Guitar (soloist), alto flute, string quartet.
Premiered October 28 and 30, 2005! See pics from the rehearsals and download the mp3.
Lament is a reworking of my solo guitar composition, Jim Walter No. 5. Jim Walter No. 5 is the coal mine in Brookwood, AL where two methane explosions killed 13 miners on September 23, 2001. This incident received very little media attention due to the monolithic coverage given the September 11th terrorist attacks. The work is not programatic, and indeed I had just started composing it before the mine explosion, with the intention of naming it "God Bless America: 99 cent Footlong" after a sign I had seen at a drive-through restaurant. But as I was writing, it became apparent that I was no longer commenting on this absurd association resulting from blind patriotism.
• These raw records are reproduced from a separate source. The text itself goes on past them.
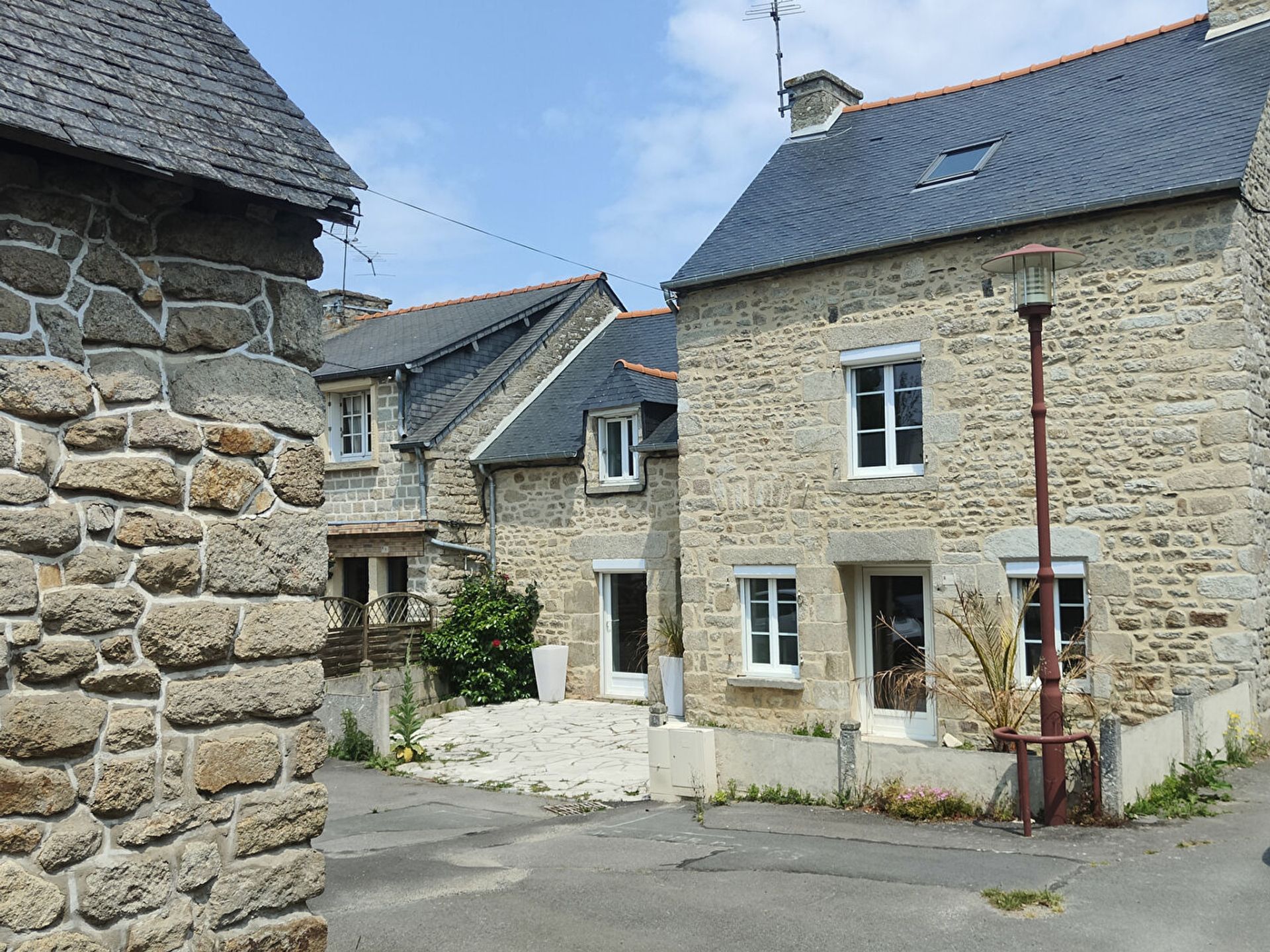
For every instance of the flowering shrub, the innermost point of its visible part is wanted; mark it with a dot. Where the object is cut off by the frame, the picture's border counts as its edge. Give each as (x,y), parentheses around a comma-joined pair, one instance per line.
(483,648)
(921,803)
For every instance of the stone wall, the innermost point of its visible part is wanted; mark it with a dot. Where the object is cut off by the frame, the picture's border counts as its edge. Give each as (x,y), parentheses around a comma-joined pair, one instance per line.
(550,531)
(1148,385)
(159,554)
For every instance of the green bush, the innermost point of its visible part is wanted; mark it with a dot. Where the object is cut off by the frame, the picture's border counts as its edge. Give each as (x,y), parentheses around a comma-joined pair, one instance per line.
(483,648)
(353,744)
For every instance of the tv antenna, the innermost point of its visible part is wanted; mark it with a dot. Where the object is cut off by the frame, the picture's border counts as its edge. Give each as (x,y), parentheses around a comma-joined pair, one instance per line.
(775,11)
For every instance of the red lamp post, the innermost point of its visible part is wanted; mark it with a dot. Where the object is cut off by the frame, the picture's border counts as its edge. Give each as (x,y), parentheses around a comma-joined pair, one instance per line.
(1033,268)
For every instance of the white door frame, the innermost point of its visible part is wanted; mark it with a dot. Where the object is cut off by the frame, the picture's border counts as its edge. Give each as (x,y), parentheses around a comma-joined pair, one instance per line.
(624,684)
(920,725)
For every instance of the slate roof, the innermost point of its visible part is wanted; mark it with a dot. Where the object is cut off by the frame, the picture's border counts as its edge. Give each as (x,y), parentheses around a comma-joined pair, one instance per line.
(552,426)
(382,342)
(1164,116)
(167,87)
(625,386)
(470,393)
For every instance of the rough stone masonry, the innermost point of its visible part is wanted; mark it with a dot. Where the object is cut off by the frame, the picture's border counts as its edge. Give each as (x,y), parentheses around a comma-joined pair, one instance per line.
(159,559)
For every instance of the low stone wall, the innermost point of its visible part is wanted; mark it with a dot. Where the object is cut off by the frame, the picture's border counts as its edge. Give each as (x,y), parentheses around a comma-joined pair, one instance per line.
(1134,758)
(1213,716)
(160,550)
(824,766)
(356,694)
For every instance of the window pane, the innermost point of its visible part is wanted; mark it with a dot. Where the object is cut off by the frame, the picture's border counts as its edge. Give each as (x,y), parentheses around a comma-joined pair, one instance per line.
(1071,619)
(868,380)
(873,450)
(786,616)
(908,375)
(959,161)
(908,408)
(908,447)
(614,448)
(870,412)
(789,649)
(761,649)
(759,604)
(1071,592)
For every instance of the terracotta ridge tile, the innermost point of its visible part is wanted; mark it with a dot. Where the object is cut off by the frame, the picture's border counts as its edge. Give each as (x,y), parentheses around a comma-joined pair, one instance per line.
(650,371)
(651,313)
(593,276)
(1025,70)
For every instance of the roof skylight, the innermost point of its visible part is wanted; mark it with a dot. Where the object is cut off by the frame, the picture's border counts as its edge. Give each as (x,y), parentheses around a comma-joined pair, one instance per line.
(959,163)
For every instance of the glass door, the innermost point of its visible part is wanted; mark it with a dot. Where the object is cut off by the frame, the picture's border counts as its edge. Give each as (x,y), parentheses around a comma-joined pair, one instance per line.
(896,635)
(624,635)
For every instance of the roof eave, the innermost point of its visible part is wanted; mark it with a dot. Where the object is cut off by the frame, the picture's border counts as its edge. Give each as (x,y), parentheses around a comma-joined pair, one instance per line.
(923,238)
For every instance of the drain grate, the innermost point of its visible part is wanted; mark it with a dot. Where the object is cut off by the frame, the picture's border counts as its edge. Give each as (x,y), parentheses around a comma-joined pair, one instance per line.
(573,808)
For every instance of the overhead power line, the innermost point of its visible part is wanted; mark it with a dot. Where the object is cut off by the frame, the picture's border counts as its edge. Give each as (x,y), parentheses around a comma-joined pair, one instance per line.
(512,241)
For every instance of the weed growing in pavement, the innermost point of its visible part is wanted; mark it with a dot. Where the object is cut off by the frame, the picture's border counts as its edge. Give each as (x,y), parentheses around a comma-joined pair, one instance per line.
(922,804)
(1188,793)
(1016,900)
(353,743)
(816,730)
(1244,746)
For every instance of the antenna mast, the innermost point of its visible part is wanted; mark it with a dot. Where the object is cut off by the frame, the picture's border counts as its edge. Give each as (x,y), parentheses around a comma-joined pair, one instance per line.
(775,9)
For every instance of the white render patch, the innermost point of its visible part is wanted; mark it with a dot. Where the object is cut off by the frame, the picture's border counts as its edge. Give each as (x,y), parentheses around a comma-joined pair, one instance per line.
(591,749)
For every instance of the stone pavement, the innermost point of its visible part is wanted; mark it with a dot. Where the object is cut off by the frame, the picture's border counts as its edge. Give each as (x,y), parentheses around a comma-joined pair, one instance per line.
(585,749)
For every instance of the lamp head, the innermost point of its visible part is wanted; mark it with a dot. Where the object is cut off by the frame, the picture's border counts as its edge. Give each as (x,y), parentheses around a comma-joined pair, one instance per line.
(1033,268)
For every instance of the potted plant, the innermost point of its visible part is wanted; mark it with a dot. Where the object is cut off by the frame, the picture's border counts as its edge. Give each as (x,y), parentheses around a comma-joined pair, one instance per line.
(669,643)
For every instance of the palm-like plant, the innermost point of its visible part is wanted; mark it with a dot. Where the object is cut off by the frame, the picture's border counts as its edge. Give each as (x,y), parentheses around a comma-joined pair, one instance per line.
(992,690)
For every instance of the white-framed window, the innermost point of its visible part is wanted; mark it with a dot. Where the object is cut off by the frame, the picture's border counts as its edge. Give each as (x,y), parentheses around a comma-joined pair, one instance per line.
(351,424)
(1071,612)
(618,436)
(884,395)
(769,598)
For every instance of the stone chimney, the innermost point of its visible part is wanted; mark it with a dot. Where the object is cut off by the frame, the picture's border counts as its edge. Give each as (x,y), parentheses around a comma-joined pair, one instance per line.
(341,306)
(1228,16)
(817,98)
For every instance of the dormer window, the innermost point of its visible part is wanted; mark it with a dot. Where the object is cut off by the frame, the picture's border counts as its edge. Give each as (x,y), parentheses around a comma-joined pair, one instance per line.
(351,424)
(618,437)
(959,163)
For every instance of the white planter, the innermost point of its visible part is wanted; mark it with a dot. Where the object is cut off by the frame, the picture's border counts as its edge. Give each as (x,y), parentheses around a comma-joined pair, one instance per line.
(550,663)
(672,684)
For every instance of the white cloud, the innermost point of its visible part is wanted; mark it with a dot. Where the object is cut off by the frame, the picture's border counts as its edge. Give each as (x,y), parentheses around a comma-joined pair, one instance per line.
(693,158)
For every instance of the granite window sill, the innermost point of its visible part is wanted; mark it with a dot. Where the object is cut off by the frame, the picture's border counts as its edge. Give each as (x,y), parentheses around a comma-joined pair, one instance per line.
(927,483)
(752,681)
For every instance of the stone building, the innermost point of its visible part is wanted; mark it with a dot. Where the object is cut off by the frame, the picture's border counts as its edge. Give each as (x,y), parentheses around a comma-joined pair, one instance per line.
(585,480)
(160,541)
(854,391)
(409,395)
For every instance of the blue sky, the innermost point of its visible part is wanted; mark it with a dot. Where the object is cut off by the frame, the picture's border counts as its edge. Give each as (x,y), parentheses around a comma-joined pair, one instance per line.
(614,132)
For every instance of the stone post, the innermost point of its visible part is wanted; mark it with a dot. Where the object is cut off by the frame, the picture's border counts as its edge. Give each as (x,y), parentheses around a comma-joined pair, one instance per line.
(161,550)
(1184,701)
(849,754)
(1246,673)
(1111,758)
(382,697)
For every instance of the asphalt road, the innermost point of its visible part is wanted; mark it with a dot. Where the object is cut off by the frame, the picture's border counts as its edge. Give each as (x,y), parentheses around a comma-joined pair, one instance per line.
(417,866)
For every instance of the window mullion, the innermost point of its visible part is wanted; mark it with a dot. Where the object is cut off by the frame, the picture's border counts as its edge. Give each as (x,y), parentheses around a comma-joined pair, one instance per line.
(889,385)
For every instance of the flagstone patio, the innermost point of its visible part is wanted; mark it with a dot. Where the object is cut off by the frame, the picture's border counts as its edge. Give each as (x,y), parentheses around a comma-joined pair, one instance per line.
(586,749)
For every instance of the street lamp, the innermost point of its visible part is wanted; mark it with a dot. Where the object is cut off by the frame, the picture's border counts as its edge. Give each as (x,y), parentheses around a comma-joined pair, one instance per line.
(1033,268)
When I had finished the work I was almost startled by the title which I had put at the beginning of the document, having forgotten about it in the process of writing the work. I had not written a scathingly mocking commentary inspired by a crass marquee. I had written a genuinely mournful work. So what had been on my mind while writing it? It had been the mine explosions. The sadness, bitterness, and disbelief were captured in the sounds of the piece much better than they would have been if I had been trying to depict the mining tragedy with music.
Lament is more than a mere orchestration of Jim Walter No. 5. It is a recasting of the piece in a broader scope, musically and otherwise. Whereas Jim Walter No. 5 uses one instrument and one theme to reflect on one incident, Lament is a reflection on tragedy itself. Context and reflection shade the meaning here, as they do in life.
The viola begins the piece by presenting a fragment of what will be the theme. The other strings imitate this motive at different pitch levels, building tense chords which will be the basis for the entire work's harmonic structure. The guitar enters and hesitantly presents the theme in it's entirety, by revealing a small piece, retreating, then revealing a bit more. After a few "tries" the theme is fully revealed, and its material used as a sort of soliloquy for guitar. The next section of the work features shimmering cross-fingered guitar trills that morph to and from one another, while the strings explore the thematic material. After a jarring stop, there is a contemplative section where the guitar repeatedly chimes a high note and the alto flute is introduced. The guitar, flute, and viola call to each other, as the chiming guitar note climbs a little higher for increasingly shorter sections and other instruments thicken the texture as the music builds anxiously. An out-of-time harmonic serves as the final chime of this section. A faster, angrier version of the opening motive provides material for a section made of tight canons (echoes). These canons are interrupted by repeated notes outlining the original theme. Eventually, the canons give way to these interruptions, and those repeated notes eventually morph into a guitar cadenza, which makes use of tremolo technique to simulate sustained melody over arpeggiated harmony. The entire melody of the cadenza is made up of interlocking presentations of the first three notes of the theme. The strings return to support the final parts of the tremolo section, and the piece ends with the first six notes of the theme presented as guitar harmonics.